Saturday, March 17, 2012

oatmeal and suffering


Food List
Breakfast: vegan bacon, fresh fruit, oatmeal with raisins and brown sugar, coffee, gluten-free toast with peanut butter
Lunch: vegetable soup with soy crumbles, salad (the stronghold special!), gluten-free/vegan chocolate chip cookie
Dinner: vegan chicken patty, salad (the stronghold special!), gluten-free/vegan peanut butter cookie, green tea

Origin of a food
Oatmeal for me is sort of like rice is for Erika (this whole post steals from Erika!) I grew up eating it, my parents eat it almost every day, and I still like to eat it as a comfort food for breakfast. It’s naturally vegan-friendly, and it’s my favorite cookie ingredient. It instantly makes fruit, bread, cookies and pie better (and maybe comics too).

Its common in Scotland (just like Presbyterians) and this is what Wikipedia has to say about that:
Oatmeal has a long history in Scottish culinary tradition because oats are better suited than wheat to Scotland's short, wet growing season. Oats became the staple grain of that country. The Ancient universities of Scotland had a holiday called Meal Monday to permit students to return to their farms and collect more oats for food.
Samuel Johnson referred, disparagingly, to this in his dictionary definition for oats: "A grain, which in England is generally given to horses, but in Scotland supports the people."
I’m at camp this weekend, so my guess is that my particular bowl of oatmeal came from a big box bought in bulk. Not so very locally grown.

Theological reflections
Yesterday, Erika briefly posted about violence and eating (read it here). I’ve been a little fascinated with violence and suffering and food since I read Christopher Southgate’s The Groaning of Creation: God, Evolution and the Problem of Evil last fall. Southgate seeks to understand how we can believe in a God who is loving and powerful, even though there is evil and suffering in the world. Southgate describesa  need for evil and suffering by explaining the process of evolution that cause parts of creation to suffer, but other parts to flourish; part of the normal process of survival in nature means that some creatures will suffer so that others will survive. Simply, the basic laws of food chains require that some parts of creation will suffer so that other will survive. Zebras will suffer so that lions can live. This is necessary suffering, and we can begin to wrap our minds around how this kind of suffering can be compatible with a loving and powerful God.

Our place in the food chain means that there will be violence and pain inflicted on other parts of the chain. Even when we eat the most locally grown plants, we alter the ecosystem; we impose our need to eat over their right to live. 

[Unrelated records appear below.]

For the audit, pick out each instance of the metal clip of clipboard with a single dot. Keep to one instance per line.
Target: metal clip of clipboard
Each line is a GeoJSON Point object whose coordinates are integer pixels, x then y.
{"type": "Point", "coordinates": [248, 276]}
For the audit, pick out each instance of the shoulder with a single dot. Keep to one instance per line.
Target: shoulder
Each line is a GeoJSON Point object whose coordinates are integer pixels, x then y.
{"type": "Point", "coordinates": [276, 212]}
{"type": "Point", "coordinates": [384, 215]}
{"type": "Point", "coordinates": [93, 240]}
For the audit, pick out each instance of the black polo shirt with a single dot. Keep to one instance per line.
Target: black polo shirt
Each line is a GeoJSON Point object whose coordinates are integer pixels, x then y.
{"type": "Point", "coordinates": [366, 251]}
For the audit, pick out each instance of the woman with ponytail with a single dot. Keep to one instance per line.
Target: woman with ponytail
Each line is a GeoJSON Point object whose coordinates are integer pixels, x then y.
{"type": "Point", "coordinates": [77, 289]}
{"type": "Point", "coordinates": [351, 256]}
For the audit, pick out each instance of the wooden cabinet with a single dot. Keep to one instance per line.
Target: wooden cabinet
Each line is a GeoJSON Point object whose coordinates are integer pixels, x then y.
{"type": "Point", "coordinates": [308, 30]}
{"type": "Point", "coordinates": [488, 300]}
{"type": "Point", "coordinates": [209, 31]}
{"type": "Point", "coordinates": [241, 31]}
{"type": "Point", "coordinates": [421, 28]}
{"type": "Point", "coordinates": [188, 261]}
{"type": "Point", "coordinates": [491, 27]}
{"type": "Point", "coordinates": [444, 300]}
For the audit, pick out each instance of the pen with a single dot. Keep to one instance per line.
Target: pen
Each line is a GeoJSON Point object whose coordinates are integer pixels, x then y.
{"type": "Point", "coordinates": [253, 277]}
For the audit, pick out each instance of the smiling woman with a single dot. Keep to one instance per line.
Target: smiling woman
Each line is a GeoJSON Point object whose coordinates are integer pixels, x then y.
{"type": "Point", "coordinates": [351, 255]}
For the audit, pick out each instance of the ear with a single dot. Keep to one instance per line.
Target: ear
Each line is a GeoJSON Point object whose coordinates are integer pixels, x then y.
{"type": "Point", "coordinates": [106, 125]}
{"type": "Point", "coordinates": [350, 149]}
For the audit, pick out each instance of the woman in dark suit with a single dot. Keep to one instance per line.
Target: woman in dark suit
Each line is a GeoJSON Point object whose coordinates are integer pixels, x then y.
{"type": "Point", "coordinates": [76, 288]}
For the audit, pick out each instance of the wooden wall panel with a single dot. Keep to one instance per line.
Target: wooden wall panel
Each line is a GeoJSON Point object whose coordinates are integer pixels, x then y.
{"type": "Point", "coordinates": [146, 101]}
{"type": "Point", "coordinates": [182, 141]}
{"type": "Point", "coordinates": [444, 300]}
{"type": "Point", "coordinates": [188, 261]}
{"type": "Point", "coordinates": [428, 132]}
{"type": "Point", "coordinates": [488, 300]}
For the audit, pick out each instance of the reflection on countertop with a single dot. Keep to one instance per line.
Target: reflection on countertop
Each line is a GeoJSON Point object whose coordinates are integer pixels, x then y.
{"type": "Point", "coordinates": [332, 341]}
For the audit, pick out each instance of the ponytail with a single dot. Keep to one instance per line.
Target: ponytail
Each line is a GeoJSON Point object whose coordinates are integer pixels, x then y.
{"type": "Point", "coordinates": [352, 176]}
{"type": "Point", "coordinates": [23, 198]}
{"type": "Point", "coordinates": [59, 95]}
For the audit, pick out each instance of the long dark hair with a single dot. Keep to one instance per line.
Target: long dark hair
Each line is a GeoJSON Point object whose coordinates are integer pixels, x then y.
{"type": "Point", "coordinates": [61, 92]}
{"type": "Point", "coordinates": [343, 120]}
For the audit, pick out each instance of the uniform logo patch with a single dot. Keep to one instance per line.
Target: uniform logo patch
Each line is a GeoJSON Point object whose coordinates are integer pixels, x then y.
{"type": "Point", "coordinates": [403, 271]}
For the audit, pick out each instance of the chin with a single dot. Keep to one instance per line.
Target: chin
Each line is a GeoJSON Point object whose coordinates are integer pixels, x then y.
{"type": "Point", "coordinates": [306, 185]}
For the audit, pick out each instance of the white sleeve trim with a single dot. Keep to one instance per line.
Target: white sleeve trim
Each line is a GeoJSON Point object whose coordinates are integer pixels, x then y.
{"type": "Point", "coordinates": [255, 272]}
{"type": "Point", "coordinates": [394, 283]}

In response to the suffering of creation, we must seek to end the suffering that we can, in ways that honor creation’s inherent value. This requires acknowledging and confessing the ways in which humanity has contributed to the suffering of creation: overconsumption of resources, a variety of pollution, factory farming, over-hunting and over-fishing, wasteful use of energy, and others. It requires naming the suffering of creation and doing everything possible to make what can be better, better. It requires acknowledging the parts of creation which naturally cause pain and suffering (as in the food chain) and affirming the inherent value of that part of creation, finding ways to be in solidarity with all of creation which groans.